Writing an interpreter, CESK-style

[article index] [] [@mattmight] [rss]

Matthias Felleisen's CESK machine[1] provides a simple yet powerful architecture for implementing interpreters (among many other benefits).

The CESK approach easily models languages with rich features like:

  • mutation;
  • recursion;
  • exceptions;
  • first-class continuations;
  • garbage collection; and
  • multi-threading.

The host language need not support any of these features.

The CESK machine is a state-machine in which each state has four components: a (C)ontrol component, an (E)nvironment, a (S)tore and a (K)ontinuation. One might imagine these respectively as the instruction pointer, the local variables, the heap and the stack.

This article discusses how to build a CESK machine for A-Normalized lambda calculus (ANF), a high-level intermediate representation for functional programs.

A working interpreter is provided in Racket.


See page 60 of Matthias Felleisen's dissertation for a definition.

Machine-based interpreters

The CESK machine is a machine-based interpreter.

(Most would actually call it a semantics, since it is formally defined.)

At a high-level, a machine-based interpreter has four components:

  1. $\mathit{Prog}$ -- the set of programs.
  2. $\Sigma$ -- the set of machine states.
  3. $\mathit{inject} : \mathit{Prog} \to \Sigma$ -- a program to initial-state injection function.
  4. $\mathit{step} : \Sigma \rightharpoonup \Sigma$ -- a (partial) state to state transition function.

Given a program $p \in \mathit{Prog}$, the interpreter first injects it into an initial machine state $\varsigma_0$:

\[ \varsigma_0 = \mathit{inject}(p)\text. \]

The algorithm for running the interpreter is then simple:

 ς := ς0
 while ς is defined for step:
    ς := step(ς)

A note on determinism

The structure of the $\mathit{step}$ function assumes deterministic evaluation. Nondeterministic evaluation requires a function that yields multiple potential successor states: $\mathit{step} : \Sigma \rightarrow \mathcal{P}(\Sigma)$.

C, E, S and K

The CESK machine takes its name from the four components that comprise a state of its execution: the control string, the environment, the store and the continuation.

C

Depending on the language being interpreted, the control string could be as simple as a program counter, a statement or an expression.

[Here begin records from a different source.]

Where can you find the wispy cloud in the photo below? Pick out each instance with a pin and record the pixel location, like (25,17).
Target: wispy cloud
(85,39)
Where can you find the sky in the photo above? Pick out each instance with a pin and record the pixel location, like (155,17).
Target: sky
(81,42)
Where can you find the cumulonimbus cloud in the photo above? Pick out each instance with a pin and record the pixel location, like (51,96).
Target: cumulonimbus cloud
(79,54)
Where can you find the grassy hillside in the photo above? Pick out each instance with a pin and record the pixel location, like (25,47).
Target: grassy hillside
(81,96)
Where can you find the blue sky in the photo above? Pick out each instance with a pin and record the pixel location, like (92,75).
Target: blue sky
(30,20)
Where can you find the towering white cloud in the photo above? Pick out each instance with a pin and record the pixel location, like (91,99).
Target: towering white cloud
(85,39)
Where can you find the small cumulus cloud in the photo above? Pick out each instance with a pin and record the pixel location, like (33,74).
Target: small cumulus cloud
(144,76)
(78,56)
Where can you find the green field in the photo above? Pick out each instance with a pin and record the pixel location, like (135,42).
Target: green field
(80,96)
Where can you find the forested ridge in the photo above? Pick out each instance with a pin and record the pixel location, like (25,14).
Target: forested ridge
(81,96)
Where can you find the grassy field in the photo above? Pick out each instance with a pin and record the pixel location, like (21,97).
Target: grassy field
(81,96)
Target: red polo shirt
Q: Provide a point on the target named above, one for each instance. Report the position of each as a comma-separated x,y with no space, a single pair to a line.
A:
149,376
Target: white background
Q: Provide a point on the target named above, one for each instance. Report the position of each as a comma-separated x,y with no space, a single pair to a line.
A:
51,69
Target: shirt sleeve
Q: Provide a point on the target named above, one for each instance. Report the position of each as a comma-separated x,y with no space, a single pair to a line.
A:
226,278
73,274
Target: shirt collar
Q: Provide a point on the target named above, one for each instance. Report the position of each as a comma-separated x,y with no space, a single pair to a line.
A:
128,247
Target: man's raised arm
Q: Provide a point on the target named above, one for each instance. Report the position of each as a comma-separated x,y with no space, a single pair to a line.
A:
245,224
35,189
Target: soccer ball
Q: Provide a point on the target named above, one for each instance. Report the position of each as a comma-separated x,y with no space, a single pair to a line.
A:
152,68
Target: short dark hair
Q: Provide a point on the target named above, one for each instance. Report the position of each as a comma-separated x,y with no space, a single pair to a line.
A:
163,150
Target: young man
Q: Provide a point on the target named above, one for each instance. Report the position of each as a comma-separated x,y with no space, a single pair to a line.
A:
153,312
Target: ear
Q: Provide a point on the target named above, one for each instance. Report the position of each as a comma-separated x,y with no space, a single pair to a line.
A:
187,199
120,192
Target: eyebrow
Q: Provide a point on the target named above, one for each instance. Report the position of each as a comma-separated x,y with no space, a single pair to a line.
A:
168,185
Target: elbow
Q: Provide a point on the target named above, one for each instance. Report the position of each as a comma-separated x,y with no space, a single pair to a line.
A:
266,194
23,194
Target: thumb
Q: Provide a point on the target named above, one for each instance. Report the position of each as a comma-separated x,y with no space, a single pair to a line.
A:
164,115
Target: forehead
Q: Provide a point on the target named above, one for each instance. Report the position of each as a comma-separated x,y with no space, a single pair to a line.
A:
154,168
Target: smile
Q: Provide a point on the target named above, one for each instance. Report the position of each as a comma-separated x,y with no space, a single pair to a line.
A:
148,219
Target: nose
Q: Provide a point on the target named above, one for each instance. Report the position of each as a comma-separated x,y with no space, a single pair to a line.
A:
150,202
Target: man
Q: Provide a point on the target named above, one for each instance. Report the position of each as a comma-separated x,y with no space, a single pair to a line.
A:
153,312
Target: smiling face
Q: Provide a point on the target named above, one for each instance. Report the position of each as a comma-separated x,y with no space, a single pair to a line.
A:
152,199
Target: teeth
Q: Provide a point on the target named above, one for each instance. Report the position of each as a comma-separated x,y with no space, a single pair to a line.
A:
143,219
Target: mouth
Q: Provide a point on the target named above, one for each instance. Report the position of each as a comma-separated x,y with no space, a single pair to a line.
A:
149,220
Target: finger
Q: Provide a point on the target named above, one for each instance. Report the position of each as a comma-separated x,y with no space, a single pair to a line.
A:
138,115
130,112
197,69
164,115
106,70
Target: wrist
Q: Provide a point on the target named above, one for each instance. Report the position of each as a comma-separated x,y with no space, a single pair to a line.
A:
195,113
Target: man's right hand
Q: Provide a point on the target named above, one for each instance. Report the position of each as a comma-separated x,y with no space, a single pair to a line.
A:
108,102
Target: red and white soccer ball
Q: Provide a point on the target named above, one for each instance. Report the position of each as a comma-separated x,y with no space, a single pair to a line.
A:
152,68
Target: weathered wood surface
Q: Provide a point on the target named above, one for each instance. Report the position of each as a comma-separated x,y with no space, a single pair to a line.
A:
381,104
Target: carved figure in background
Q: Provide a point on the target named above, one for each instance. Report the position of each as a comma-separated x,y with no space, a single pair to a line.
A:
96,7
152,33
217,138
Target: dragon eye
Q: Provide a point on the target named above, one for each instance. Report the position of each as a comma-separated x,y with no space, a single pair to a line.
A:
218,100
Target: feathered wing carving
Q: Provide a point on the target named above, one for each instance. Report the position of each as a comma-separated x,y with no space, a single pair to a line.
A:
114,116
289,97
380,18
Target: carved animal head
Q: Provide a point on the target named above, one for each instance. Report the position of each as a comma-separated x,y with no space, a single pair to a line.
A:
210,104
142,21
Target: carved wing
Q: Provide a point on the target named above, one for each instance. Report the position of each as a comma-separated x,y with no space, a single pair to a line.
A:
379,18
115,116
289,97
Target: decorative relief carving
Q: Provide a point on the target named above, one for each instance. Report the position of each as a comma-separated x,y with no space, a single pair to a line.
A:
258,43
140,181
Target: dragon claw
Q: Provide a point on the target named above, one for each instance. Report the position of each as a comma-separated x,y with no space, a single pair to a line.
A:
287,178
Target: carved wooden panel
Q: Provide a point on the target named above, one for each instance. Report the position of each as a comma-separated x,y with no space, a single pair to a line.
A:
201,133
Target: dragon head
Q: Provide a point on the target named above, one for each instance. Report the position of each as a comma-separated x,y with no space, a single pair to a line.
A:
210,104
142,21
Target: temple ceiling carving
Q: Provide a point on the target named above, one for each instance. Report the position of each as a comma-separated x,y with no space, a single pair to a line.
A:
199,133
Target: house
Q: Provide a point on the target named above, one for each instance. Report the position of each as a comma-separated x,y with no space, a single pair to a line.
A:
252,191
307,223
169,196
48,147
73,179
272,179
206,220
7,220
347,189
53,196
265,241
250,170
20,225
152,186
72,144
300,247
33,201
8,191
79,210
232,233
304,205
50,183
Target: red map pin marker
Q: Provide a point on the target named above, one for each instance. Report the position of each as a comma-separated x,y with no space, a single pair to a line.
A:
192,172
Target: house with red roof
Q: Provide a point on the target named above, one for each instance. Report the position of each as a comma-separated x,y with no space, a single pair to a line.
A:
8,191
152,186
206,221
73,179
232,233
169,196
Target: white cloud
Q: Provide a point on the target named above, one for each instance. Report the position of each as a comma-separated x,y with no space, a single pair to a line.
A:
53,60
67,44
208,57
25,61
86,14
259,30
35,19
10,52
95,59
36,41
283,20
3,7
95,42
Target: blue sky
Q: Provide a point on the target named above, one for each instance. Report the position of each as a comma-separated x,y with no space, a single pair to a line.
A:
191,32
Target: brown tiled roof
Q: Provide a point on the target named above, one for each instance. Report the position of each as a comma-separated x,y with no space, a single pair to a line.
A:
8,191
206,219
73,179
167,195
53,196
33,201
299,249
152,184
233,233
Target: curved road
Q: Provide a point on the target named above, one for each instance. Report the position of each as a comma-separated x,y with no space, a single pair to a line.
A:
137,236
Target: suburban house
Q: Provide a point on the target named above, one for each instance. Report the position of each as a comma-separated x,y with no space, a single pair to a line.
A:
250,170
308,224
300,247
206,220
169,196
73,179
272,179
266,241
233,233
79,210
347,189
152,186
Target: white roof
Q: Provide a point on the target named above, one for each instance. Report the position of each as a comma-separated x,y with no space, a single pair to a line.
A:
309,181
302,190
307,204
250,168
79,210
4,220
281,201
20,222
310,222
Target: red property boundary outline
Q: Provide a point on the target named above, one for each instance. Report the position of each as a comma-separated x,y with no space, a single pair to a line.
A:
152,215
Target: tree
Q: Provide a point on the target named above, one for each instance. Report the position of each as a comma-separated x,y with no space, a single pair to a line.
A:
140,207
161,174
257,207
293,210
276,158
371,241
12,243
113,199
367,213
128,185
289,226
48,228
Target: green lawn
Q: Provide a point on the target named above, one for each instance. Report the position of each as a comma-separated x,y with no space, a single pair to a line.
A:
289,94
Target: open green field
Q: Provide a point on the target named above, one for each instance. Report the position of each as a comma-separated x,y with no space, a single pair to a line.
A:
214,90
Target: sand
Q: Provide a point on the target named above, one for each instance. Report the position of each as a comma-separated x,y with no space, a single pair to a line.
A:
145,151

In this article, the control string is an expression.

E

The environment is a structure, almost always a map, that associates variables with an address in the store.

The environment can be implemented as a purely functional map (hash- or tree-based) or even directly as a first-class function.

S

The store, which some might liken to a heap or memory, is a map from addresses to values.

Like the environment, the store can be a map (hash- or tree-based) or a first-class function.

K

The continuation component is a representation of the program stack, often times represented exactly as a list of frames, or as an implicitly linked list.

A-Normal Form

A-Normal Form is a normalized variant of the lambda-calculus.

Transforming a language to ANF is straightforward, and it simplifies the structure of an interpreter.

Here's a sample BNF grammar for a reasonable variant on ANF:

 lam ::= (λ (var1 ... varN) exp)

 aexp ::= lam
       |  var
       |  #t  |  #f
       |  integer
       |  (prim aexp1 ... aexpN)

 cexp ::= (aexp0 aexp1 ... aexpN)
       |  (if aexp exp exp)
       |  (call/cc aexp)
       |  (set! var aexp)
       |  (letrec ((var1 aexp1) ... (varN aexpN)) exp)

 exp ::= aexp
      |  cexp
      |  (let ((var exp)) exp)

 prim ::= +  |  -  |  *  |  =

There are three kinds of expressions:

  • Atomic expressions (aexp) are those for which evaluation must always terminate, never cause an error and never produce a side effect.
  • Complex expressions (cexp) may not terminate, may produce an error and may have a side effect. However, a complex expression may defer execution to only one other complex expression. For instance, letrec defers directly to its body, and if defers to only one of its arms.
  • Expressions (exp) can be atomic, complex or let-bound. A let-bound expression will first defer execution to the binding expression, and then resume execution in the body.

This structure forces order of evaluation to be specified syntactically.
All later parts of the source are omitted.